Я протянула тетрадку Павлу.

– Паша, это невероятно, но у тебя, видимо, началась полоса невероятностей. Может так оказаться, что этот ветер приходится тебе братом. Ничему не удивляйся. В жизни много странных вещей. Наверное, он воет от обиды, от безысходности. Давай сегодня вместе сходим к твоей маме. Только, пожалуйста, не руби ничего сгоряча. И так уже столько нарублено, что сразу и не разберёшь.

Он довёз меня до моего дома, я быстро переоделась и побежала в аптеку. Выйдя из подъезда, я увидела, что машина его стоит всё так же на том же месте, где я вышла из неё. Он сидел и читал. Мне стала его жалко. Ещё в одну судьбу вмешалась старая грустная история.

Я открыла аптеку, отпустила покупателей и набрала Сакатова. Он выслушал меня, похмыкал, сказал, что примерно так и думал. Потом поделился новыми мыслями:

– Мне кажется, что есть ещё одно лицо, которое и помогло закрутить так лихо сюжет этого романа. Я вчера всё думал и думал, уснуть долго не мог. Знаешь, Ольга Ивановна, Валентина не похожа на какую-то опытную колдунью, и то, что картина у неё, тоже ни о чём не говорит. Она могла, по незнанию, взять или украсть её, чтобы исправить случившееся в своей жизни, но она видит только последствия, и у неё ничего не получается. Про бахлаватку она вообще может не знать.

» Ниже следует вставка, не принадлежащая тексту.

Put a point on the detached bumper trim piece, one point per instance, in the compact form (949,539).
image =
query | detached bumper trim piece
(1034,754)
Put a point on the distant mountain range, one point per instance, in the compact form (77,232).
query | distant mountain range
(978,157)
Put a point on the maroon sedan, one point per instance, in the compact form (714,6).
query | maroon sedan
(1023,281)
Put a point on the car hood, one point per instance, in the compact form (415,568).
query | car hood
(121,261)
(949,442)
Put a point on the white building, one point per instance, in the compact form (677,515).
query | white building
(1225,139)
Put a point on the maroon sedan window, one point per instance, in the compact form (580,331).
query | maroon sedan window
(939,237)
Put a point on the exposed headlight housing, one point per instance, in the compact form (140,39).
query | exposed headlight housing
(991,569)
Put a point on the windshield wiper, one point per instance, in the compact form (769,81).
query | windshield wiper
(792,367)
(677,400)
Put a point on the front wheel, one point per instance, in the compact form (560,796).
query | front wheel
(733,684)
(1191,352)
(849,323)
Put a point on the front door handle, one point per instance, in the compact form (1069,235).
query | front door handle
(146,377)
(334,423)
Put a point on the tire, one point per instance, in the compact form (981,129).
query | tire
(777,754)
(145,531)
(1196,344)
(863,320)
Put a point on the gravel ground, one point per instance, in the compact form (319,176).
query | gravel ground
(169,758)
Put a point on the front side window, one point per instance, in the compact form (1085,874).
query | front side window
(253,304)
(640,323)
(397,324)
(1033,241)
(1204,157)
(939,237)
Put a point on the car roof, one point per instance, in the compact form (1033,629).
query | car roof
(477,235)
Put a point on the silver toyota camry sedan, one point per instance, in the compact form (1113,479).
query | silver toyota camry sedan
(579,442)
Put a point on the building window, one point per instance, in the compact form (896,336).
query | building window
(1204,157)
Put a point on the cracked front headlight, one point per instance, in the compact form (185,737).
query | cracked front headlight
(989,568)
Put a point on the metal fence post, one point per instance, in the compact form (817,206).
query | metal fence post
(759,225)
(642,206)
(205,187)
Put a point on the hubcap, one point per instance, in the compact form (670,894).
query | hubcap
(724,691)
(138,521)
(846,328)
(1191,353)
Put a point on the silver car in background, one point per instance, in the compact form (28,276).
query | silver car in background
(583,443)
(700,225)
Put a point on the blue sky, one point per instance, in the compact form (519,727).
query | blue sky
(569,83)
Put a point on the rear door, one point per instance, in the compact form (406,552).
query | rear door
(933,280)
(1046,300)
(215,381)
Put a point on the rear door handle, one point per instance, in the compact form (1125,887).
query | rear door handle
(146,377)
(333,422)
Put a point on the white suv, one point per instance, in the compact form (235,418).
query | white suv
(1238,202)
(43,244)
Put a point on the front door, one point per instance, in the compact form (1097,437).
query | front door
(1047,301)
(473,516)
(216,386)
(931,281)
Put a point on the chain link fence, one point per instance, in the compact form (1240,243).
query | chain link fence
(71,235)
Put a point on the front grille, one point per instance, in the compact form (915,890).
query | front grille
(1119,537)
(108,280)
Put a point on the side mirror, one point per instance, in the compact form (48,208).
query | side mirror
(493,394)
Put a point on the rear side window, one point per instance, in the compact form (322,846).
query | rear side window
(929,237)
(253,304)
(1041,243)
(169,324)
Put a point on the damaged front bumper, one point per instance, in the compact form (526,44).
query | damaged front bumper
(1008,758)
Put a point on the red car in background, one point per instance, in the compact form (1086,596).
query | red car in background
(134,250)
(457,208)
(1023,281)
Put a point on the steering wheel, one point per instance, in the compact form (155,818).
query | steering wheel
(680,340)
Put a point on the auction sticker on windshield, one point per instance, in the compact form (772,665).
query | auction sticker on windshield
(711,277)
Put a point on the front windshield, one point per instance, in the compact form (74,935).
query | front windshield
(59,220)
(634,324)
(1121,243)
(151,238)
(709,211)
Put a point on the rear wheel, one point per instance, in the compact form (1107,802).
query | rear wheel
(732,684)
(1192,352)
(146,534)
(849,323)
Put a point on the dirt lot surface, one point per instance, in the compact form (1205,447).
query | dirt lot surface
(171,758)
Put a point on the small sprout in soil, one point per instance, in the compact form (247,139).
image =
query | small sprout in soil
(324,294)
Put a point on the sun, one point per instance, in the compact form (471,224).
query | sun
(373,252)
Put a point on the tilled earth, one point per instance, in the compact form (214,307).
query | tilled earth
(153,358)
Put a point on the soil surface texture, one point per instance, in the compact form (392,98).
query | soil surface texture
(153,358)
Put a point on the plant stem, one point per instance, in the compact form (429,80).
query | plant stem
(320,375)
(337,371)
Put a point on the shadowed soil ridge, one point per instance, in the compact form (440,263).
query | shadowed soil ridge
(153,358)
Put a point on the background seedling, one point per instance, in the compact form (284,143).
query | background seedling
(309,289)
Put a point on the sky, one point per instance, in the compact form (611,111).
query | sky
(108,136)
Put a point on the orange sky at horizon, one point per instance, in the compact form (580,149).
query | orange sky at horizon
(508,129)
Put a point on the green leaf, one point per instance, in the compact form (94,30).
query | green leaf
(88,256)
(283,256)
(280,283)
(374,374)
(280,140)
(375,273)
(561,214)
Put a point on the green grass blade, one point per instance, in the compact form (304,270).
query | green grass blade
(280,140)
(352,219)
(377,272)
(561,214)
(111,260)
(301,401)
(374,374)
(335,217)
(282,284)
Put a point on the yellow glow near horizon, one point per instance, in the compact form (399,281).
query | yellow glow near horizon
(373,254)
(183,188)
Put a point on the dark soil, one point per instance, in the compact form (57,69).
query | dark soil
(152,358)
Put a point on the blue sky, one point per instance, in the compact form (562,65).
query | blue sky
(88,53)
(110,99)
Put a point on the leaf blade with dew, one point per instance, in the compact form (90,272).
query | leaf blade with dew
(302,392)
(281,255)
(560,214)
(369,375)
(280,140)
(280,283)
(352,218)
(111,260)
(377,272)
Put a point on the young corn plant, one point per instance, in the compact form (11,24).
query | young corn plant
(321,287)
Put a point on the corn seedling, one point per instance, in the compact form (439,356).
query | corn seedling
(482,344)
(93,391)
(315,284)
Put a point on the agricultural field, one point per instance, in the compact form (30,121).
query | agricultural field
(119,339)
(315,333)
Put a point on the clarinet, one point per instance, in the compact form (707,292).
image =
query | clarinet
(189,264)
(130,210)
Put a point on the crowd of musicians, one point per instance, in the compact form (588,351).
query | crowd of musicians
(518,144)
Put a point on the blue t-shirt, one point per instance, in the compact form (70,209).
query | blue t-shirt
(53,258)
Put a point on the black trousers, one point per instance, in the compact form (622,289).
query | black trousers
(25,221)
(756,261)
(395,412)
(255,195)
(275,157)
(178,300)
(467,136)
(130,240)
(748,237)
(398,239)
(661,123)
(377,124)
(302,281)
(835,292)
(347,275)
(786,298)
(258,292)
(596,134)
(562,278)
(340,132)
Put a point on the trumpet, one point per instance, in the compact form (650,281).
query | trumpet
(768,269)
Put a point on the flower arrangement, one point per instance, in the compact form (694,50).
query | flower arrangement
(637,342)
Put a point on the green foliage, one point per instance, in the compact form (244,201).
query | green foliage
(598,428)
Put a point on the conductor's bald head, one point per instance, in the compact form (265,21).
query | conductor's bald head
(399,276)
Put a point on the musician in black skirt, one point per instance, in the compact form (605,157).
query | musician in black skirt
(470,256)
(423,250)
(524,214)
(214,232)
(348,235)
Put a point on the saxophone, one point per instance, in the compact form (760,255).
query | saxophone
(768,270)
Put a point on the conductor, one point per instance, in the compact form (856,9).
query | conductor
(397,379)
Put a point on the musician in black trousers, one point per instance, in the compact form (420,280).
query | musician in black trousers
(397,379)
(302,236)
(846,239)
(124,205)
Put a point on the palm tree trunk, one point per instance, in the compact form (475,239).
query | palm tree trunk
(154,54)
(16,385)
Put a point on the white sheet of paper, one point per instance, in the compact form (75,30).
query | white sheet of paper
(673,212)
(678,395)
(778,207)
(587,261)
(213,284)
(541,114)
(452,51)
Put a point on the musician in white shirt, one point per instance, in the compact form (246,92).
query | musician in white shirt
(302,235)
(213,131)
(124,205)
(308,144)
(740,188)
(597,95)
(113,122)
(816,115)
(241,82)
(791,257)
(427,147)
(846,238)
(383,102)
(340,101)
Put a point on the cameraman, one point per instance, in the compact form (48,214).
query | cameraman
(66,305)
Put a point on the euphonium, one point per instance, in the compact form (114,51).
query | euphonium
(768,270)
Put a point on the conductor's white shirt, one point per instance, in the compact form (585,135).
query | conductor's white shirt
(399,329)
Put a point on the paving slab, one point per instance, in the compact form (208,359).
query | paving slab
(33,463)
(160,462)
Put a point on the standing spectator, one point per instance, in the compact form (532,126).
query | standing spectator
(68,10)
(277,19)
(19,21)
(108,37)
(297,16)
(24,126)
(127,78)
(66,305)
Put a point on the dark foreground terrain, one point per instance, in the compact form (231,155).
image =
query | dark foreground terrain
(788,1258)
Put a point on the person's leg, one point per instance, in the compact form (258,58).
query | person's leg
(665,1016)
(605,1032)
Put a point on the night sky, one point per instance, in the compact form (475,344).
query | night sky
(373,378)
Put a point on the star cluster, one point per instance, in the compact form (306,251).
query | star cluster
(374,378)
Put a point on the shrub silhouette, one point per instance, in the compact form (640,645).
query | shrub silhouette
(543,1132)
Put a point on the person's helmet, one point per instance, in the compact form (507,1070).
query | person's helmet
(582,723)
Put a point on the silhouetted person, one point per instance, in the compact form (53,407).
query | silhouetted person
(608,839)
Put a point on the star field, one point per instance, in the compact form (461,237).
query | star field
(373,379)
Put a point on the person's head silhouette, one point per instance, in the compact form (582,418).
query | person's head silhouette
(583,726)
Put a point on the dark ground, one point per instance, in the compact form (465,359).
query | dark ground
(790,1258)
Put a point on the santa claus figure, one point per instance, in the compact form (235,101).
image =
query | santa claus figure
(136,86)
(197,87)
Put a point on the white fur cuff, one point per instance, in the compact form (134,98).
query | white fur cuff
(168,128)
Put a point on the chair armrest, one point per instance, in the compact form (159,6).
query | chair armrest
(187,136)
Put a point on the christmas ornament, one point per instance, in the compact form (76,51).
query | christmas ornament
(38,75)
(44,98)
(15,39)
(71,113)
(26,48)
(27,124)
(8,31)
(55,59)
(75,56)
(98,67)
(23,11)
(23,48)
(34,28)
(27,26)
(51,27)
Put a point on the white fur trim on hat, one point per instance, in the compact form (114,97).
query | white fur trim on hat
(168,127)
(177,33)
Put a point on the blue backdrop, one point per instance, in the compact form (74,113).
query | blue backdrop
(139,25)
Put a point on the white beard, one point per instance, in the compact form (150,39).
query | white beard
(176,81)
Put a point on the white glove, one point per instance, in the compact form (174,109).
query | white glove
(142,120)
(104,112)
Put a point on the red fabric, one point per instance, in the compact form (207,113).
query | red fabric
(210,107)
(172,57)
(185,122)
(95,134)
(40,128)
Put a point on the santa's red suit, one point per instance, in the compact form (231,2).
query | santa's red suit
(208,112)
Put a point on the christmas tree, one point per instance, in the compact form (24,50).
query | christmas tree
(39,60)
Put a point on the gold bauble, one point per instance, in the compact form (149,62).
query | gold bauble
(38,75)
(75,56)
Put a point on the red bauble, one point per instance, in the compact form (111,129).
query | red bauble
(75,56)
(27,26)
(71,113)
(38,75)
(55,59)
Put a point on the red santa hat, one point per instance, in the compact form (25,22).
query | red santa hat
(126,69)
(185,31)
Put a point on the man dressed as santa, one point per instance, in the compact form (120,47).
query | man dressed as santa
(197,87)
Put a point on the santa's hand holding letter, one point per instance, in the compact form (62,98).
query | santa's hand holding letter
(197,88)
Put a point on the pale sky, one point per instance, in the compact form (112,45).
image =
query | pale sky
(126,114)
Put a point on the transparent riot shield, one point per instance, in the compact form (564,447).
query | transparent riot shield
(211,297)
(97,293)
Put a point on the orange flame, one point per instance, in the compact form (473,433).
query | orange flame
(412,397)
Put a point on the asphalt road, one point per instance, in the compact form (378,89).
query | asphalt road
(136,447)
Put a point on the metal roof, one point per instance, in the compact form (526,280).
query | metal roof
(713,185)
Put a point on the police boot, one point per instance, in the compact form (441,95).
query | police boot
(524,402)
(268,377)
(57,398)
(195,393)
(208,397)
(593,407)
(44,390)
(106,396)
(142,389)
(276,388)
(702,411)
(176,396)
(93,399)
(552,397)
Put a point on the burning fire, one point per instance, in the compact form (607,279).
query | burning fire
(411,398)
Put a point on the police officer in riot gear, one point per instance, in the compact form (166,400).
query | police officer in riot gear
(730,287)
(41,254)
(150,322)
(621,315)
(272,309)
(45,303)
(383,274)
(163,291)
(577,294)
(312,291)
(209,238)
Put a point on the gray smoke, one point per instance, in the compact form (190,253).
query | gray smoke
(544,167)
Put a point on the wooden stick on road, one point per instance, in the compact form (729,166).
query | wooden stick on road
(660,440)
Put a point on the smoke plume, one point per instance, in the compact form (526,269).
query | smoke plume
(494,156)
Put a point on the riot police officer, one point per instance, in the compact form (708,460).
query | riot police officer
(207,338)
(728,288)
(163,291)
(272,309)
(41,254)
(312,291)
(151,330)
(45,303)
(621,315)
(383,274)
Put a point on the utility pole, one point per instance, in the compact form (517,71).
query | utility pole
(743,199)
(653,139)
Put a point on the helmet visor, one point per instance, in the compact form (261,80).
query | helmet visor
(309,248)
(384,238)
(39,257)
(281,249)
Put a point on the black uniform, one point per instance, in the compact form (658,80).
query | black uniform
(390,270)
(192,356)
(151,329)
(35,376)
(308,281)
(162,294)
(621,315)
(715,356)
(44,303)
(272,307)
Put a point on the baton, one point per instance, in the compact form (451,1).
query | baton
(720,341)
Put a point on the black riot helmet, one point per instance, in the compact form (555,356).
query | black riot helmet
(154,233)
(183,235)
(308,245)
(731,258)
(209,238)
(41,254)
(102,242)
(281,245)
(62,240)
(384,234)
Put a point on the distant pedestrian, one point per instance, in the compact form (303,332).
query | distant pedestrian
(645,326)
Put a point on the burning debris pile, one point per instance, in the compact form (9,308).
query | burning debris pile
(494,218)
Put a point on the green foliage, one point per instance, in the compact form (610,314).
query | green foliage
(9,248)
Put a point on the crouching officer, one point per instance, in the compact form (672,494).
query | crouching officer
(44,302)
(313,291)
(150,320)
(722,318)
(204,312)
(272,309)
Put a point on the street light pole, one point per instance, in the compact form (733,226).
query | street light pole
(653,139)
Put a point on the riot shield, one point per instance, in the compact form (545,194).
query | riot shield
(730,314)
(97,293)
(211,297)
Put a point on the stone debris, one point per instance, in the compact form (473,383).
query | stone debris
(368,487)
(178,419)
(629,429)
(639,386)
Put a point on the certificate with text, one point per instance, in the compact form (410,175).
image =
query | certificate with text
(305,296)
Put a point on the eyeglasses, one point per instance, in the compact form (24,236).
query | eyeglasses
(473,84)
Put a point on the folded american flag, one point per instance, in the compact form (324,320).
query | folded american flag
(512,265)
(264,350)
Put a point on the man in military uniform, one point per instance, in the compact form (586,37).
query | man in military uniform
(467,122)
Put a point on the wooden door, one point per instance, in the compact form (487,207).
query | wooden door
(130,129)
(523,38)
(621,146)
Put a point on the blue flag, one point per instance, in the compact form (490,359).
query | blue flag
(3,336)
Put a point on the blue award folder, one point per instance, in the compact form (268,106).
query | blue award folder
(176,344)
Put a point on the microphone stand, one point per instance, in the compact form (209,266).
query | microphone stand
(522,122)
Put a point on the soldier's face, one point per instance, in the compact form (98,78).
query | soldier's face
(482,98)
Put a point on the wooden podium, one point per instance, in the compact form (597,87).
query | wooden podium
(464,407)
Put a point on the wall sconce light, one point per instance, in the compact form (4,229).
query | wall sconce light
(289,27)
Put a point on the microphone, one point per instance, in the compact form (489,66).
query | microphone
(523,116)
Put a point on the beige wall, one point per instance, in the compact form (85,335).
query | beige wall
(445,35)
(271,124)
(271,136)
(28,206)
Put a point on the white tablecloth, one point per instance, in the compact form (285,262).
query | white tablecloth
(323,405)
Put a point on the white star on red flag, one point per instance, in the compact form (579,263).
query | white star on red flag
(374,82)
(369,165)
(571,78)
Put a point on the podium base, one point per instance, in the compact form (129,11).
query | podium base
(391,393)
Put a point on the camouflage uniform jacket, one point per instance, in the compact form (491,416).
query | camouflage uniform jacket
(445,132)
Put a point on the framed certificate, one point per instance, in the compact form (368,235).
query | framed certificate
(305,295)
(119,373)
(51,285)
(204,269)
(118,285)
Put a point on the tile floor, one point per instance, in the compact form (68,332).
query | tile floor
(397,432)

– Я тут подумала, Терентьев пишет, что Валентина жила в коммуналке. Может там соседка, или сосед, как-то причастны к этой истории. Не зря же она потом уехала на Дальний Восток. Чтобы так далеко убежать, надо иметь вескую причину.

– Да, и про это она должна нам сама всё рассказать. Мы должны её убедить, что только честно нам всё рассказав, у неё появится шанс закончить жить не так, как Миша. Тем более дело, понемногу, проясняется. Возьмешь меня с собой?

Я подумала, и согласилась. Я позвонила Илье, попросила его заехать за Сакатовым, чтобы вместе ехать в Северный.

После обеда позвонил Дениска:

– Тётя Оля, когда мы с Бобиком гуляли, ко мне подошли две женщины и велели тебе передать, чтобы сегодня ты обязательно пришла к ним. Они живут над нами. Это те женщины, которые с Тереньевым общались?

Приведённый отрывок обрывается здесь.